# Time of day to get queen to lay?



## AstroBee (Jan 3, 2003)

I'll be interested to hear how this works for you. I've not had great luck releasing the queen with just eggs present. I've had the bees clean out the eggs from the cell plugs after her release. Now I just keep her confined for 3 + days and release her just before I pull out the larvae. Perhaps I just had a couple of bad experiences that have led me to an overly conservative approach. Please keep us posted on what you find.


----------



## SRatcliff (Mar 19, 2011)

Did you have trouble with there being multiple eggs in each cell plug?


----------



## beedeetee (Nov 27, 2004)

Well, ask two beekeepers....I try to leave mine only 16-18 hours. Otherwise I will get double eggs. I have never had bees remove the eggs from a Jenter. I leave it right where it was when the queen was in it. I just remove the cover over the hole. I do check for eggs before removing the queen and I put it in the brood nest a couple of days before I add the queen to get it smelling like the rest of the frames.

I have had them put honey in the cells in the couple of days that it was in the hive before the queen was added, but they moved it out right away.


----------



## SRatcliff (Mar 19, 2011)

I put it in the hive for a couple days before, but on the end and not right in the broodnest. When I confined the queen, I stuck it in the heart of the broodnest. I guess we'll see in the morning, and if she hasnt layed yet, I will leave her in longer. Would like to hear other experiences as well. Thanks!


----------



## SRatcliff (Mar 19, 2011)

Could I block the bees from removing the eggs until they hatch, or do the workers have to constantly tend to them?


----------



## Michael Bush (Aug 2, 2002)

In my experience anything over 24 hours you'll get a lot of double eggs. Anything much under 24 hours and you may no t get any eggs. She lays it all up quickly once she makes up her mind to lay in them, but sometimes it takes her a while to accept them.


----------



## SRatcliff (Mar 19, 2011)

As of 10:00am EST, 17 hours later, there are eggs in all the cells with no double eggs, so i released the queen. I did this in a hive, that was basically still a swarm, that I cut out two sundays ago. I stuck the jenter cage on an empty medium frame, and this morning they had already built two sections of comb on the frame, hopefully this will encouraeg the bees to leave the eggs in the jenter box. Here's a pic.









Shot at 2012-04-25


----------



## AstroBee (Jan 3, 2003)

No, I don't have problems with multiple eggs. This past Monday I released my queen who had been in the Jenter frame for 4 days. I pulled 24 larvae and placed them in the cell bars. I then inspected all of the remaining cell plugs. I carefully looked at each plug and found only one plug that had two eggs - all others were singles. This is with a Glenn Apiaries II Pol-Line queen. She's a great queen, but perhaps not a supercharged egg layer that others may have. 

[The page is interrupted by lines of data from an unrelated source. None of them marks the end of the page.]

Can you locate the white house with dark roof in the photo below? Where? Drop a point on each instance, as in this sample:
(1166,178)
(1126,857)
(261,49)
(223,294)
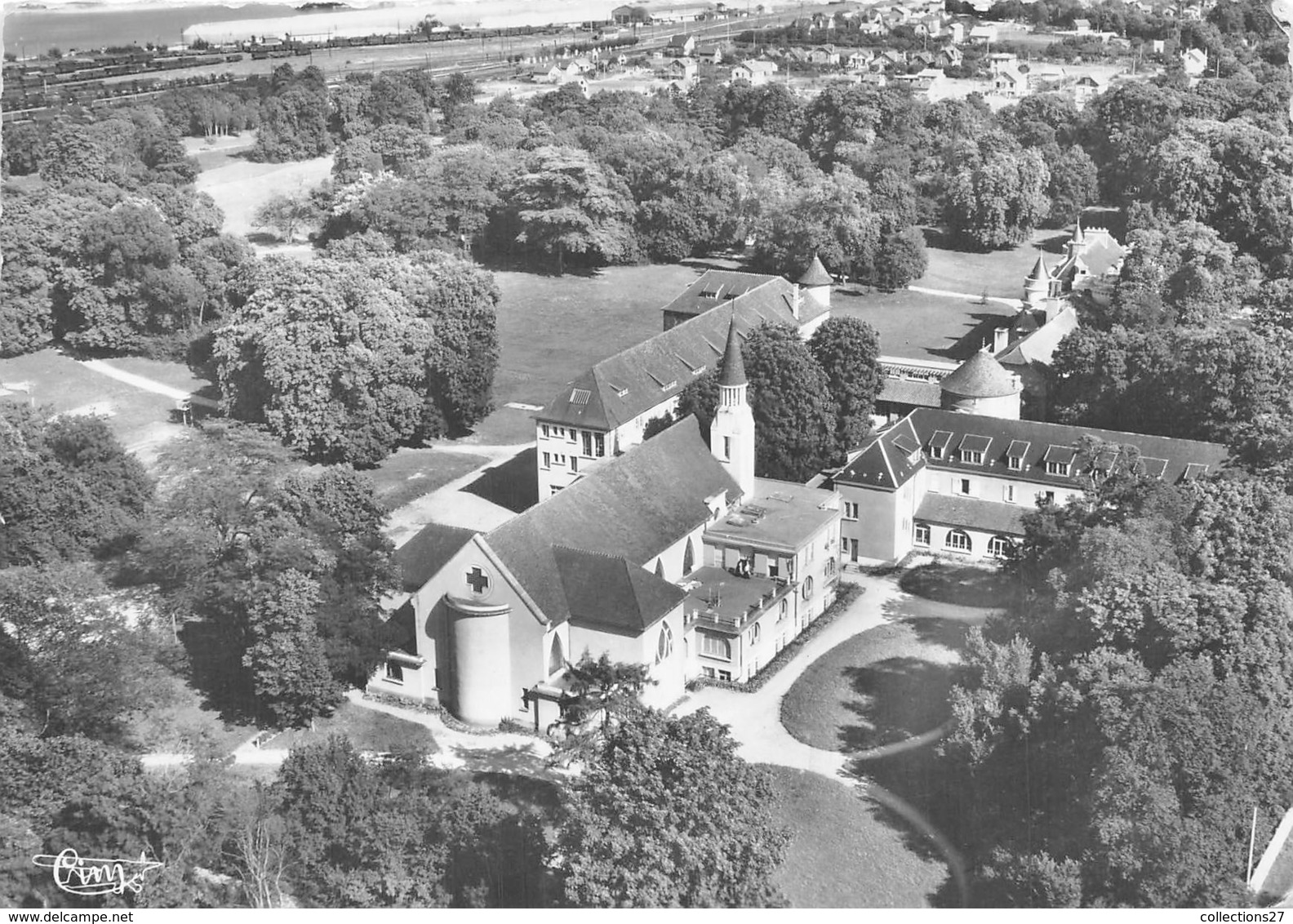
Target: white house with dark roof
(960,483)
(606,410)
(671,556)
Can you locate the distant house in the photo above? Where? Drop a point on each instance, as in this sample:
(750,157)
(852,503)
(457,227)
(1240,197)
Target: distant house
(629,16)
(755,73)
(824,56)
(921,82)
(682,46)
(1000,60)
(1087,87)
(709,55)
(1009,82)
(683,70)
(949,57)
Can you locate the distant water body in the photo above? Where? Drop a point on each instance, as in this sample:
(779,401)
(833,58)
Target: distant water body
(96,24)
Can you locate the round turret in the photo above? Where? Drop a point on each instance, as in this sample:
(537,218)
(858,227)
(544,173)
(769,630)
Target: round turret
(1038,285)
(982,385)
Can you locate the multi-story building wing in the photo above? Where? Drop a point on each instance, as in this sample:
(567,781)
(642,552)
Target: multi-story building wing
(960,483)
(606,410)
(671,556)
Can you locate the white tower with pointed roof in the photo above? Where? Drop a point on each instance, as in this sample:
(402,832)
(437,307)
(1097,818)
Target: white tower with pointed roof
(816,282)
(732,431)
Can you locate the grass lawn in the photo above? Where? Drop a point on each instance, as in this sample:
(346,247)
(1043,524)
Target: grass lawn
(184,725)
(241,186)
(1001,273)
(551,328)
(64,384)
(881,686)
(410,473)
(963,585)
(1279,882)
(917,326)
(367,731)
(842,853)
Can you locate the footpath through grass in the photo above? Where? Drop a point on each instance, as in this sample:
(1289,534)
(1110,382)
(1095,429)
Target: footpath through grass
(845,853)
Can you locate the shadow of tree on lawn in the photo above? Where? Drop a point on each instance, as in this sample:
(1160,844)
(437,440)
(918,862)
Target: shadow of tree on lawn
(509,483)
(899,698)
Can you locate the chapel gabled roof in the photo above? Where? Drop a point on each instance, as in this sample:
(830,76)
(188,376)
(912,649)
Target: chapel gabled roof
(733,366)
(611,593)
(630,508)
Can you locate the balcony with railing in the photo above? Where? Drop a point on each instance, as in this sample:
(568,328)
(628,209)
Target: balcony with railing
(728,602)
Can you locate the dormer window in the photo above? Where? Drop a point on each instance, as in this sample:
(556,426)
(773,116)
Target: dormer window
(972,449)
(1015,455)
(1060,460)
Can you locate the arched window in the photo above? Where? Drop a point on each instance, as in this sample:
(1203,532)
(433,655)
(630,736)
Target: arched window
(664,645)
(556,660)
(998,547)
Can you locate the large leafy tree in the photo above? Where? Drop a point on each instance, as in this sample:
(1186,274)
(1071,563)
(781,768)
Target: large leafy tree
(236,518)
(68,489)
(998,199)
(402,835)
(1134,702)
(78,662)
(847,350)
(630,840)
(289,669)
(348,361)
(566,204)
(793,405)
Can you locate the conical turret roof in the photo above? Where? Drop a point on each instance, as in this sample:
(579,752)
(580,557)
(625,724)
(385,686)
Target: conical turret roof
(733,366)
(980,376)
(816,274)
(1040,272)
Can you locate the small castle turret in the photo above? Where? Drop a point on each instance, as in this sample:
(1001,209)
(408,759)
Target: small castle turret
(817,282)
(983,385)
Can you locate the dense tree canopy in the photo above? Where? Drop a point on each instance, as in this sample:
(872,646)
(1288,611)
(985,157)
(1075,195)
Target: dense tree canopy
(630,840)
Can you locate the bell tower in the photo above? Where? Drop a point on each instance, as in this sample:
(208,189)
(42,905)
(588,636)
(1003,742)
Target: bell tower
(732,431)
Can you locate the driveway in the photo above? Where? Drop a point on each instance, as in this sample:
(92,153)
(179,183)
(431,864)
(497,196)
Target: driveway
(755,717)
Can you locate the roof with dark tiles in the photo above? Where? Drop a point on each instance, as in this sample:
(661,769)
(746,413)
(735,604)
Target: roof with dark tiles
(882,464)
(620,388)
(980,376)
(611,593)
(427,552)
(630,508)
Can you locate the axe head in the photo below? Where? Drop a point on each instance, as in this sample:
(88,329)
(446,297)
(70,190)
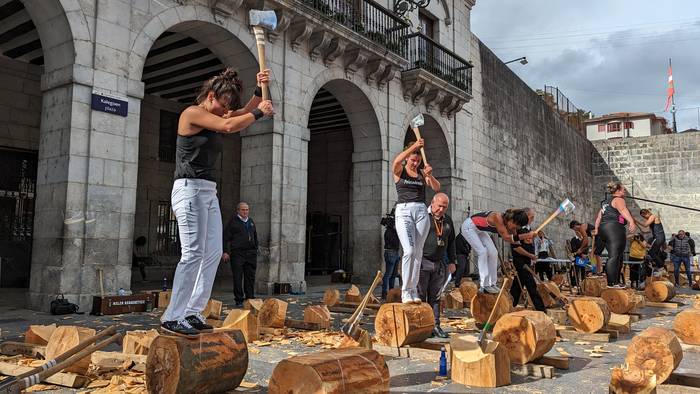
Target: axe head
(418,121)
(266,19)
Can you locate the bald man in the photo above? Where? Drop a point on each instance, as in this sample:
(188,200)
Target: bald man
(434,270)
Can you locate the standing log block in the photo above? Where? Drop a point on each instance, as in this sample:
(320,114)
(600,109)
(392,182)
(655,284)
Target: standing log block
(273,313)
(588,314)
(399,324)
(527,335)
(482,303)
(67,337)
(244,320)
(656,349)
(660,291)
(318,314)
(138,341)
(354,370)
(39,335)
(687,326)
(471,366)
(212,363)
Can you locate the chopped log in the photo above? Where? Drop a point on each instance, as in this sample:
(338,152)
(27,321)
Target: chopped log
(588,314)
(656,349)
(632,380)
(39,335)
(331,297)
(468,290)
(138,341)
(213,363)
(403,324)
(594,286)
(318,314)
(620,301)
(454,300)
(355,370)
(687,326)
(244,320)
(65,379)
(471,366)
(527,335)
(213,309)
(660,291)
(273,313)
(64,338)
(482,303)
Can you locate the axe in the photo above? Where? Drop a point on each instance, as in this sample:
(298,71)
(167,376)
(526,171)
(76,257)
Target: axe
(417,122)
(262,20)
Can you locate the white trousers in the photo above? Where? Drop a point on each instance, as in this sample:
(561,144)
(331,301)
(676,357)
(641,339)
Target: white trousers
(485,250)
(412,225)
(196,207)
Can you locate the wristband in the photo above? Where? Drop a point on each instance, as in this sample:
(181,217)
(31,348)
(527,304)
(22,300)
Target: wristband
(257,113)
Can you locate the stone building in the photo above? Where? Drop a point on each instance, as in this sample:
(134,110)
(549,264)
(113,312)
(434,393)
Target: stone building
(83,183)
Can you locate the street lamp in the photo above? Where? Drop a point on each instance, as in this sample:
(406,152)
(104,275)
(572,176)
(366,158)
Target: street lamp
(522,60)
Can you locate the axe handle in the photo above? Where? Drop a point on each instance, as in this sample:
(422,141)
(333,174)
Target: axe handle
(260,41)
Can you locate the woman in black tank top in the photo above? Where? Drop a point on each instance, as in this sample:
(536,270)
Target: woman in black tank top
(194,202)
(610,224)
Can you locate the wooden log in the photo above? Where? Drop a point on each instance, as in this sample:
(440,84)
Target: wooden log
(355,370)
(632,380)
(39,335)
(244,320)
(454,300)
(588,314)
(138,341)
(473,367)
(66,337)
(482,303)
(656,349)
(273,313)
(318,314)
(331,297)
(527,335)
(399,324)
(687,326)
(213,363)
(660,291)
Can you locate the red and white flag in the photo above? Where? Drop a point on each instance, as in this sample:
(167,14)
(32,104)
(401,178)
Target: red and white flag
(671,90)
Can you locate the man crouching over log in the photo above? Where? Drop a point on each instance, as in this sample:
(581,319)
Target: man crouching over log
(434,269)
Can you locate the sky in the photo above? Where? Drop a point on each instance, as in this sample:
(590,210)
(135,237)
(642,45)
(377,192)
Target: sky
(604,55)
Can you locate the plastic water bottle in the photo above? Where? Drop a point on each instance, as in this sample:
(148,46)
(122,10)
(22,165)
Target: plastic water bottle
(443,362)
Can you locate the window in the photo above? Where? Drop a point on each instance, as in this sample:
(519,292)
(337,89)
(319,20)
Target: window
(613,127)
(167,136)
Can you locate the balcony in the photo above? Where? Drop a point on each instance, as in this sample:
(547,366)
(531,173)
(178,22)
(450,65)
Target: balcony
(435,75)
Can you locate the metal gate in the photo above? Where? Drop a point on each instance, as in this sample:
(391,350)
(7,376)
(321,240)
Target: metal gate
(17,193)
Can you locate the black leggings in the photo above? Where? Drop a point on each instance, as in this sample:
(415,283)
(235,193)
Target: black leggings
(613,234)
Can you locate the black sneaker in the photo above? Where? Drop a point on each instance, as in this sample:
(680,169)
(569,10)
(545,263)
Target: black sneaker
(198,323)
(180,328)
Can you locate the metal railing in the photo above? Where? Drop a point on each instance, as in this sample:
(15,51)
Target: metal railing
(367,18)
(424,53)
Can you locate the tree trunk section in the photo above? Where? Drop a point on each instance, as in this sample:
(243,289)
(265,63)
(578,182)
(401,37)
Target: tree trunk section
(211,363)
(482,303)
(588,314)
(273,313)
(66,337)
(398,324)
(687,326)
(355,370)
(527,335)
(656,349)
(659,291)
(473,367)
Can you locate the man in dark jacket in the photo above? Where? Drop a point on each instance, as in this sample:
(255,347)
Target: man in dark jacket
(434,270)
(241,249)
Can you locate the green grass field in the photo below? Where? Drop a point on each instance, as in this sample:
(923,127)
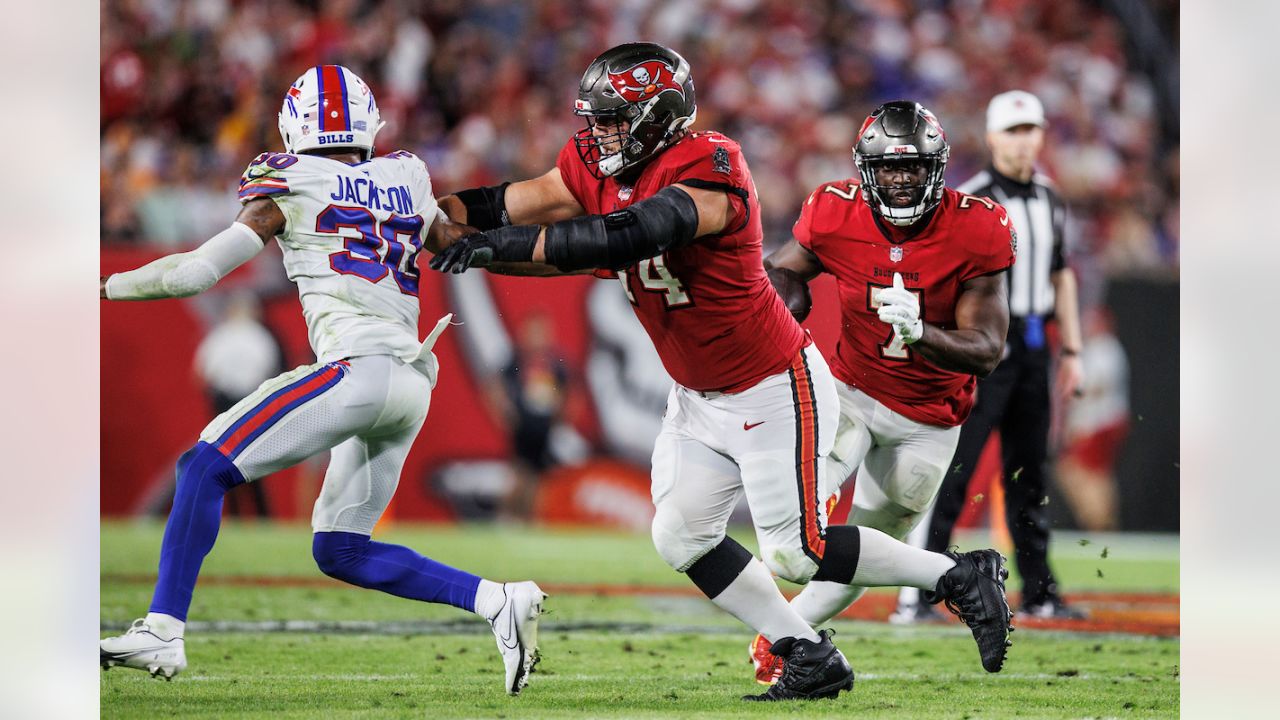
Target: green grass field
(608,651)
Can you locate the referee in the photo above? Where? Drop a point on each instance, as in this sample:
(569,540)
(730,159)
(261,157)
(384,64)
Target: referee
(1014,399)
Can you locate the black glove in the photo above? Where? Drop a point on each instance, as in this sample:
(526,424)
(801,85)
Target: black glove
(471,251)
(512,244)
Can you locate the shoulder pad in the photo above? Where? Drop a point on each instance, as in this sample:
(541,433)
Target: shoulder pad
(265,176)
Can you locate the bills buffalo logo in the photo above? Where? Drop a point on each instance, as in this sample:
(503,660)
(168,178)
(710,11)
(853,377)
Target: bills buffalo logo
(644,81)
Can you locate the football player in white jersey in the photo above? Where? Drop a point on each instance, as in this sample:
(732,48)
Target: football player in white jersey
(351,226)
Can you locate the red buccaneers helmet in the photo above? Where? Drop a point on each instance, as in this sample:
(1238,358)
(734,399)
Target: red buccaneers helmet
(897,132)
(636,99)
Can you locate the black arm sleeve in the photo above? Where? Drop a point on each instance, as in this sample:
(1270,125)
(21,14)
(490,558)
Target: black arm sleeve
(650,227)
(487,206)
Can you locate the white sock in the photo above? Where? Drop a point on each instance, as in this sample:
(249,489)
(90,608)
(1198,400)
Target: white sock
(886,561)
(165,627)
(754,598)
(489,598)
(822,600)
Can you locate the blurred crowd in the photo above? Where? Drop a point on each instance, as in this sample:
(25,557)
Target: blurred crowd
(483,91)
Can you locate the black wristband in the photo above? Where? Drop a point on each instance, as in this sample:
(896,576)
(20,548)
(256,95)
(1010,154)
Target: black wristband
(487,206)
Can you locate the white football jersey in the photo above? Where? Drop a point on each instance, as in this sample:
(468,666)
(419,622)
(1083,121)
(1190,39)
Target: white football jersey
(350,244)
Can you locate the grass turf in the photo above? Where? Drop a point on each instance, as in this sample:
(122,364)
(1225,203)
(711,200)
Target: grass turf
(689,661)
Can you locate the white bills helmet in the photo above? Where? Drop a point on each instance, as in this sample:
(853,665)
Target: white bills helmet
(329,106)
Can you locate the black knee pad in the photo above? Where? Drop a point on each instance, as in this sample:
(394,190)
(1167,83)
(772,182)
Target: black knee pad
(717,570)
(840,560)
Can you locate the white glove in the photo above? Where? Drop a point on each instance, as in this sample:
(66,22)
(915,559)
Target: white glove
(901,309)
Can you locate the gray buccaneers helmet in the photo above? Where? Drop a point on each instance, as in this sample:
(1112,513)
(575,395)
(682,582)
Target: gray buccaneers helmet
(896,132)
(644,95)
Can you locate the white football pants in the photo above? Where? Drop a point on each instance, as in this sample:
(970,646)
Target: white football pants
(368,410)
(900,466)
(769,441)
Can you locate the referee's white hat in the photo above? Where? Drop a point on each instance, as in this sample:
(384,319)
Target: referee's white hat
(1014,108)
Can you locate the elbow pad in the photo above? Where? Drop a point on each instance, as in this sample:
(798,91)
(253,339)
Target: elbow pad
(792,290)
(487,206)
(648,228)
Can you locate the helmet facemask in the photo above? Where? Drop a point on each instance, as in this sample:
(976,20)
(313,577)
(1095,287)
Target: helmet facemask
(926,195)
(615,140)
(895,133)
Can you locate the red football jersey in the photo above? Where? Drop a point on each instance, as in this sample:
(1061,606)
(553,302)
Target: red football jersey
(709,309)
(965,238)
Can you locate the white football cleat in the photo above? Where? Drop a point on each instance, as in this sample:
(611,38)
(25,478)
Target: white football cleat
(516,629)
(144,650)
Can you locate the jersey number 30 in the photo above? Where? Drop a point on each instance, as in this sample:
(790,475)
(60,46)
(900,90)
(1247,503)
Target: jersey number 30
(364,256)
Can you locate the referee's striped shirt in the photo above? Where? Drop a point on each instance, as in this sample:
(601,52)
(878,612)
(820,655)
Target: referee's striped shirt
(1040,218)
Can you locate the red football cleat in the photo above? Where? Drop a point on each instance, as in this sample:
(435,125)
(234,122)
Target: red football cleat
(768,666)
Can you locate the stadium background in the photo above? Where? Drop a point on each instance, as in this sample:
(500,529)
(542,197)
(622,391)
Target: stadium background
(483,91)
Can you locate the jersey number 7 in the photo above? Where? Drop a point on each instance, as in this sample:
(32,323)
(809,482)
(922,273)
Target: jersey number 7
(364,255)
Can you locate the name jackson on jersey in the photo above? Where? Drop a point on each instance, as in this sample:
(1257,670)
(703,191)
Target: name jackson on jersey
(361,191)
(351,242)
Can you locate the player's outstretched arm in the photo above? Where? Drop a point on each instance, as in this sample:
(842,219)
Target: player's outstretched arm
(670,218)
(790,269)
(538,201)
(982,322)
(193,272)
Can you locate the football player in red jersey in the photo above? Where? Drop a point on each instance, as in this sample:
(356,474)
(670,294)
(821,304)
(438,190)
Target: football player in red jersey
(673,215)
(919,270)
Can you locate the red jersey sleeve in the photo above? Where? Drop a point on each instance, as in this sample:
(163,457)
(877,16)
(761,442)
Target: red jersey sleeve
(574,172)
(995,245)
(803,229)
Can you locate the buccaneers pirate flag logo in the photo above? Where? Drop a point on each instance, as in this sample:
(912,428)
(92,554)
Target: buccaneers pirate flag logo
(644,81)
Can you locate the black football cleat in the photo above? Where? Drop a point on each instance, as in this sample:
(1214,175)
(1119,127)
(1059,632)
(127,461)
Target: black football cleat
(974,589)
(813,670)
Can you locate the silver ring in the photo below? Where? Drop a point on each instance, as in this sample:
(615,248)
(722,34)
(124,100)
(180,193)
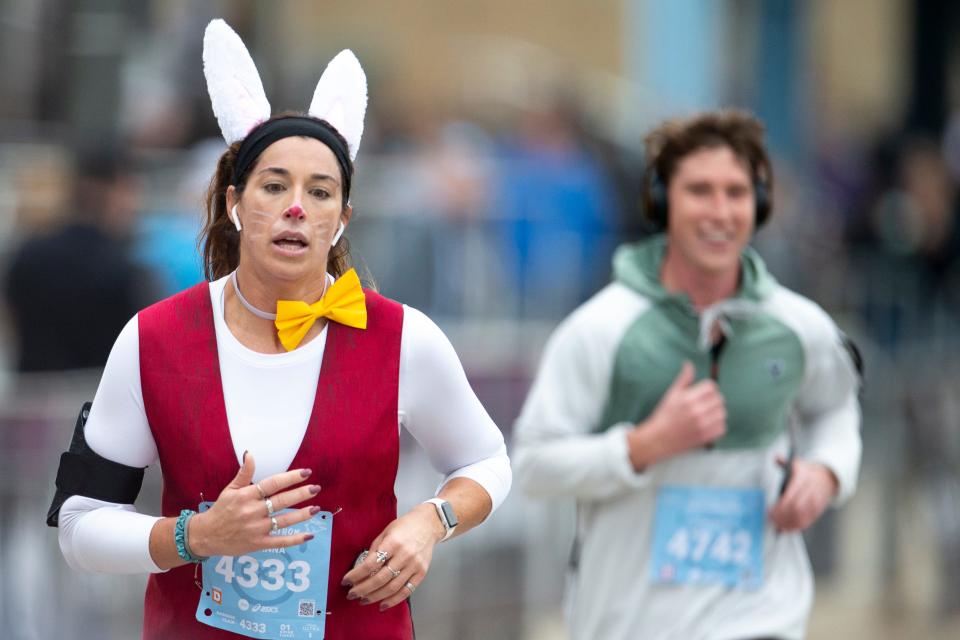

Again, please keep us posted on your success. I'd like to reduce the time that she's confined, but don't want to waste efforts if the bees are going to clean out the eggs.


----------



## SRatcliff (Mar 19, 2011)

Did a check earlier today. The eggs are still in the cells. Since there weren't as many bees inside the jenter cage blocking my view, I did notice that there are a few cells with multiple eggs. I am getting ready to crowd my cell starter hive down to an 8-frame medium and make it queenless. Then I will transfer the cell plugs tomorrow.


----------



## SRatcliff (Mar 19, 2011)

The "grafting" was completed a couple hours ago. I'd say that in the Jenter cage, 50% were still eggs and 50% were larvae, so I still had plenty to choose from for my 26 cells. About 30 minutes after placing the cell bar frame into the hive, the bees were already taking to the cells and hanging from them. Began to feed heavily.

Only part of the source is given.